It’s been nearly 50 years since Joffrey Ballet last performed at Jacob’s Pillow. And after seeing them on the main stage this week, one has to wonder what took so long.
For one thing, Pillow founder Ted Shawn considered the Chicago company’s founder, Robert Joffrey, to be one of his “protégés.” Moreover, this is a wonderful ensemble. The dancers perform an array of contemporary ballets that showcase their talents beautifully. The works and the dancers entrance the audience.
The evening includes three works. Among them is a world premiere by Houston Ballet Artistic Director Stanton Welch. “Son of Chamber Symphony,” to the excitable music of John Adams, opens boldly with the Joffrey men. They blaze across the floor — en masse and in solos — with a spirit that emphasizes their strength and speed.
WHERE: Jacob’s Pillow, Route 20, Becket, Mass.
WHEN: 8 p.m. today, 2 and 8 p.m. Saturday and 2 p.m. Sunday
HOW MUCH: $70, $65
MORE INFO: 413-243-0745, http://jacobspillow.org
In the midst of their churning display, a striking Yumelia Garcia spins slowly, center stage, like a jewelry box ballerina. Her calm contrasts with the outpouring of energy, so much so that eyes want to stray and rest on her. Garcia is a lovely rock in the driving chaos of men and music.
This impressive opening is slowed by the divine pairing of Victoria Jalani and Miguel Angel Blanco. These two connect in an understated duet that is coolly romantic — so much so it sends shivers.
The piece concludes with April Daly and Temur Suluashvili in a tender duet surrounded by a small corps de ballet of six women. Here, Welch freely quotes “Swan Lake,” in the undulating arms, the stabbing pointe work, and the shy demeanor of Daly. As the music pulsates, the dancers rise to its urging, finishing off “Son of Chamber Symphony” with a flourish.

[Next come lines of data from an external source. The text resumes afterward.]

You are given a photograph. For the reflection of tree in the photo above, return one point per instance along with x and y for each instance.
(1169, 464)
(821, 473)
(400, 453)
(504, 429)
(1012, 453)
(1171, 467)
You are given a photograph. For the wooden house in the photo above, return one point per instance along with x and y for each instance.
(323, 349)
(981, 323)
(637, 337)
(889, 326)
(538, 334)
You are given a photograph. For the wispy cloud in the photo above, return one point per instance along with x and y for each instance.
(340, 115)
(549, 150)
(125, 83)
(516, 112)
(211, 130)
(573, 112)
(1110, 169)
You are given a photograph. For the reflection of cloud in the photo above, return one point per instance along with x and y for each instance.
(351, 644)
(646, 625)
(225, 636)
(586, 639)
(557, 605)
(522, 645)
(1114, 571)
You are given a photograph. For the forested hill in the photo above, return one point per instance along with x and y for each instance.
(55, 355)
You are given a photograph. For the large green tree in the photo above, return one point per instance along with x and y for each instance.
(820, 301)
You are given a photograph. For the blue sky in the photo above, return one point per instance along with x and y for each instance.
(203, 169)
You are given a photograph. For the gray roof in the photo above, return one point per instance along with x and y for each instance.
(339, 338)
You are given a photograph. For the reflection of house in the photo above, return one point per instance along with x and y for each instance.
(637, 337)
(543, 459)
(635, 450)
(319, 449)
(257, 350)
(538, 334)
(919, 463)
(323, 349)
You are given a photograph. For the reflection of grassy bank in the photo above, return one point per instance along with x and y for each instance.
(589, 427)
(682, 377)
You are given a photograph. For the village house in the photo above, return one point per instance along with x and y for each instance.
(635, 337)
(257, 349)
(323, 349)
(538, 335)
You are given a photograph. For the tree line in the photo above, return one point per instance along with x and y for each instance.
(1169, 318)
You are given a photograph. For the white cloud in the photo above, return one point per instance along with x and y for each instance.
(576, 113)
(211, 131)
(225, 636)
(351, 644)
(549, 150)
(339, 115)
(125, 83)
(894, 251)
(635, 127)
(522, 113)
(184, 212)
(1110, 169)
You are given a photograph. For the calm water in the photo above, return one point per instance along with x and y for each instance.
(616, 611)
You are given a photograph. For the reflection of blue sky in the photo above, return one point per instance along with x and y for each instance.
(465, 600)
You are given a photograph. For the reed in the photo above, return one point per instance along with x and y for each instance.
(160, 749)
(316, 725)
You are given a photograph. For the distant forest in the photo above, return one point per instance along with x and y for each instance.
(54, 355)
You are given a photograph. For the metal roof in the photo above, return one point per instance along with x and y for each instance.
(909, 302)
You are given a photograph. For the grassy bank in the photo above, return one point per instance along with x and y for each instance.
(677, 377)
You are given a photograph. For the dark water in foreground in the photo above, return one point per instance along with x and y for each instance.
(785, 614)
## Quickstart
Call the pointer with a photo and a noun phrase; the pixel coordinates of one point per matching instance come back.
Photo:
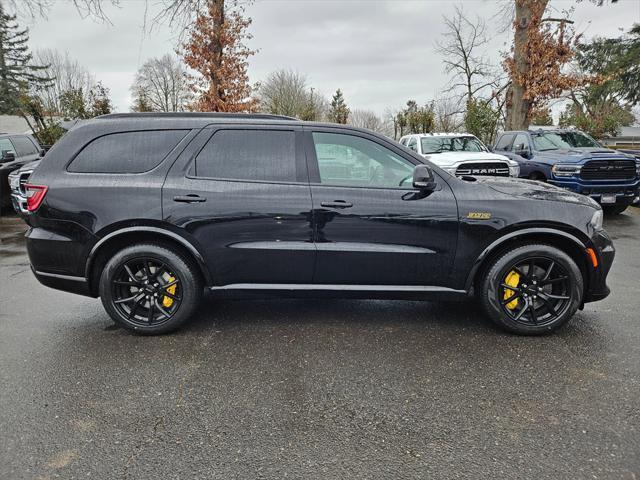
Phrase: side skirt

While it is an arresting work, Edwaard Liang’s “Age of Innocence” to music by Philip Glass and Thomas Newman, is a better ballet. As the evening’s opener, it clearly delineates the line between propriety and desire — and how the two press each to break down. It begins with the dancers, the women in long skirts, promenading in proper ballroom fashion. They melt away, returning in two ardent pas de deux and a bouncing quartet for the men.
While the men’s dancing is showy, the duets transport. Jeraldine Mendoza, now in a short skirt, and Mauro Villanueva come together in a sweet coupling while Daly and Dylan Gutierrez meld passionately.
Of course, their expressive love is cut short in the end as the cast reassembles for a final formal dance.
The evening is rounded out by Yuri Possokhov’s “Bells,” to piano music by Sergei Rachmaninov. This suite of dances unfolds with much drama, tinged with Russian folk dancing, head-holding and heaven-beseeching arms.
Again, the company dancers distinguish themselves in duets — this time between Amber Neumann and Ricardo Santos. And while the dance does not add up to any clear vision, it, like the Joffrey dancers themselves, conspires for hearts and minds.